Let me get geeky for a bit. I recently decided that I was not going to be the last person on earth without wireless access, so I marched off to CompUSA to buy a wifi card for my G3 Powerbook (Pismo). I know, I know, I should have checked the hardware compatibility lists, but ever impatient, I thought, how bad could it be? I’ll buy two and if one doesn’t work, I’ll stick in the other.
Neither worked.
Bah! Curse my passionate self. I erred in the predictable fashion. I fell victim to the classic blunder, the most famous of which is never get involved in a land war in Asia, but only slightly less known is this: with Linux you must research. With Linux on the PowerPC, you must research and pray.
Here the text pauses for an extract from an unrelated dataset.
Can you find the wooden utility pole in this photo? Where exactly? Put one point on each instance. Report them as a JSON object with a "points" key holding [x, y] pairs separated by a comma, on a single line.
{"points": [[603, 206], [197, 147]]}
So, first of all, the Broadcom family of chips (Apple’s Airport, Motorola, and a bunch of others will not work with Linux on PPC). With Linux on Intel, you’re okay, because you have ndiswrapper with which to run your Windows drivers in Linux. However, with PPC you will have no such luck, as ndiswrapper is strictly an Intel x86 endeavor. No, with PPC your best bet (as I later found out) is to buy one of the D-Link family of products. From what I can tell, they have native support across the board in Linux (my own card, a DWL-G630 – 802.11g, works flawlessly).
To get it working, you first have to install the drivers from the madwifi project (your distro should have it available for installation), make sure you have PCMCIA drivers installed, and you’re now spilling coffee on your keyboard at one of the many nationwide Starbucks locations.
The biggest challenge was figuring out which brand of wifi card supports Linux natively – because NONE of them say so. They all say "Windows 9x, 2000, XP, and 2003."
After two trips to CompUSA, I now have a D-Link card and my working laptop. Remote X works, and I get about 1 megabyte/sec transfer rate through the concrete walls of my home.
And now you know the rest of the story. D-Link, D-Link, D-Link!